Selama bertahun-tahun belakangan ini, kita disajikan oleh berbagai varian pemikiran baru yang awalnya menggunakan kata “post-“. Postmodernisme, poststrukturalisme, postkolonialisme, post-tradisionalisme, dan lain sebagainya. Dalam rentangan pemikiran yang sudah mapan, ia tiba-tiba menghadirkan diri, ingin membongkar dan mengubah semuanya.

Istilah Post- mungkin saja masih tak tuntas kita perdebatan apa maknanya. Tapi yang jelas, ia kini menjadi sebuah penanda basis pemikiran baru; jejaring filsafat baru yang tentu saja tak sederhana. “Post-“ menjadi begitu populer, terlebih ketika teori modernisme, hari ini, sedang berada di titik kritisnya yang akut dalam peradaban manusia.

“Post-“ menghadirkan jalinan makna yang rumit, kompleks.

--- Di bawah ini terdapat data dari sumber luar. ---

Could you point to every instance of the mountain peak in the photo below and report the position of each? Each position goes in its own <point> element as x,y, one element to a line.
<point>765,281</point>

Ia jelas bukan sekadar penanda waktu, yang mengatakan bahwa era “modernisme”, “strukturalisme”, “marxisme”, dan lain sebagainya itu sudah hampir usai. Tidak, tidak sedemikian mudahnya kita menafsirkan kata itu. “Post-“ juga bukan sekadar berarti “zaman baru”, karena konsekuensinya kita harus memberikan makna zaman apakah yang muncul “setelah” zaman baru itu. “

Post-“ jauh lebih rumit dari itu semua. “Post-“ terentang melampaui pertalian sejarah, ikatan pemikiran, tatanan kemanusiaan, dan diaspora peradaban. “Post-“ adalah penanda baru sekaligus lanjutan lama. Ia menautkan masa lalu, kini, dan masa depan, dalam terminologi baru. Ia mungkin “barang lama”, tetapi dengan nafas yang baru.

*****

Sejarah manusia sesungguhnya diawali dengan koreksi. Jika anda mempercayai perspektif konflik, maka perubahan-perubahan sosial yang diimplikasikan oleh konflik itu sesungguhnya adalah koreksi. Baik yang sifatnya total –totalitas— maupun yang parsial. Tidak ada yang tak berubah –mungkin— kecuali perubahan itu sendiri.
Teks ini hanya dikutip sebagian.